For the most part, I have tried to avoid the common conceit of talking about everything gaming in terms of being a dad. I recall too well hearing far more about other people’s children that I cared to when I had not burdened the world with my own genetic copies, but now that my five year-old has become something of a Padawan gamer himself, I find that he is having as much an impact on me as I on him.
In the simplest terms possible, as a somewhat jaded executive gamer I find that playing with my son lets me inhabit a long lost frame of reference for looking at games, and by doing so I’ve actually found my hobby to be far more entertaining even when playing on my own.
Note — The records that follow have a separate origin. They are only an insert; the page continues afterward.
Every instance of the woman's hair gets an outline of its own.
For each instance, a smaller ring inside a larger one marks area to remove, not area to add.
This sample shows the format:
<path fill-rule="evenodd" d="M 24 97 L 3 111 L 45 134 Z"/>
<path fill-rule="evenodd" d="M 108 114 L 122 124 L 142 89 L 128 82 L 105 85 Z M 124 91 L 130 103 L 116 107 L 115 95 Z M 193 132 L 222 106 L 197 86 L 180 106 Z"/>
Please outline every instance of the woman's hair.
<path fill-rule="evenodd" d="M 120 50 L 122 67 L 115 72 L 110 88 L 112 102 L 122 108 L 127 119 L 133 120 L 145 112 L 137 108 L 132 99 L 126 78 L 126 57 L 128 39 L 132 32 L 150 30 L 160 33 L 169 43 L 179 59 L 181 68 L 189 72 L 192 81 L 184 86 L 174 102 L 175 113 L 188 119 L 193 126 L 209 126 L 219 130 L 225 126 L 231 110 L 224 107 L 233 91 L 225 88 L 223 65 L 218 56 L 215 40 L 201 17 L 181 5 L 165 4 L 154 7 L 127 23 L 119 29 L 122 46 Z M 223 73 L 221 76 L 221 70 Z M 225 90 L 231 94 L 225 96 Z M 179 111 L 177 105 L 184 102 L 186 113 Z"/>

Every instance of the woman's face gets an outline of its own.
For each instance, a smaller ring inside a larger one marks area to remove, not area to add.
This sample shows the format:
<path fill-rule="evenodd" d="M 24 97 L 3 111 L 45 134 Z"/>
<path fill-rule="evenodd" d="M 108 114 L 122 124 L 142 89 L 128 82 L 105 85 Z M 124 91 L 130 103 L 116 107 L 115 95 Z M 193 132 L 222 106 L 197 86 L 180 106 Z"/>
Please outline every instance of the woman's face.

I’ve talked at length about experiences over the past year with World of WarCraft, Fallout 3, Burnout Paradise, GTA 4 and all the staples of what I had considered an otherwise mediocre 2008. What I have not shared as much is that amount of time I have spent with games like Indiana Jones Lego, Mario Party 8, Super Mario Galaxy, Wall-E and Peggle. These are the titles that I share with my son, and often in contrast to their far more high-profile and adult peers, these are the games that populate my fonder memories.
Let it be a given that spending time with my son is immediate bonus points for any game before it has even been torn from its plastic wrapping. I don’t imagine that if I’d sat down alone with Wall-E I’d have come away with quite such a rosy impression. But, even under scrutiny the value and joy of my experiences isn’t so easily dismissed with the tropes of well-spent quality time. In fact, I find that playing games with my son allows me to approach the experience in a new way and gain joy in unexpected ways.
I play like a five year-old.
Let’s compare and contrast. Playing Fallout 3, I was always a man with a purpose. Whether that purpose was to dispatch some violent mutants or plumb the depths of some once vital Washington landmark, I was always moving forward in the game. There was an overarching goal, and in order to reach that goal I had to meet a series of lesser goals. I was climbing a ladder, focused on the assent and rarely pausing to find out if I can see my house way up this high.
When my son and I began playing Super Mario Galaxy, I initially approached the game in a similar fashion. Each level was a puzzle of a kind, demanding that I complete it and driving me ever forward toward a star so I could unlock new levels to collect more stars. My son, on the other hand, approached the game very differently. At one point I watched him spend two minutes leading a wayward enemy around a tiny planetoid, just to see how long the angry mushroom-thingy would chase him. He laughed. I puzzled.
He seemed to often forget entirely that there were precious stars waiting at the end of elaborate areas to be gathered. He didn’t move ever forward, so much as he moved kind of sideways, scuttling in a zig-zag to some sort of conclusion. Together, often with my help, we would meander through the lush country sides of these games until we happened upon the goals more by accident than intention.
Where I played the game, he played in the game.
That’s an important distinction to make, and it goes to the idea of emergent gameplay that developers are always going on about. Thinking about it makes me wonder, looking back, if I didn’t completely misinterpret my time spent playing those other games, like GTA 4, like Fallout 3, like Burnout Paradise, like World of WarCraft.
Were it not so violent and vicious, how would my son have played Fallout 3 if he had been at the controls instead of me? Would he have had more fun than I did, coming away with a fulfilled experience not diminished by preconceived notions and completionist urges? I think almost certainly he would. How many different diversions would he have found, that I blew past, far too preoccupied with the next checkmark on my completed quests tab?
In a way, he had to drag me kicking and screaming to his point of view. When we played Lego Indiana Jones, I would grow impatient, ready to move forward as he battled never ending waves of Nazi Legos or jumped his Lego motorcycle off a cliff just to see what happened. I felt the weight of the goal on my head. He felt the joy of play lift his spirits.
I try to do that with more of my games now. I allow myself to be distracted, to occasionally fail or die just to see what happens, to not be so narrowly focused on maximizing my score to time ratio. And, I can’t help but feel like that philosophy has made a lot more of the games I’ve played recently a lot more fun.
All I’m saying is, if you haven’t had the opportunity to play like you’re a five year-old lately, you may be missing out.
Sean Sands is the co-founder of gamerswithjobs.com, a professional copywriter and father of two kids. That makes him the third most mature person in the house.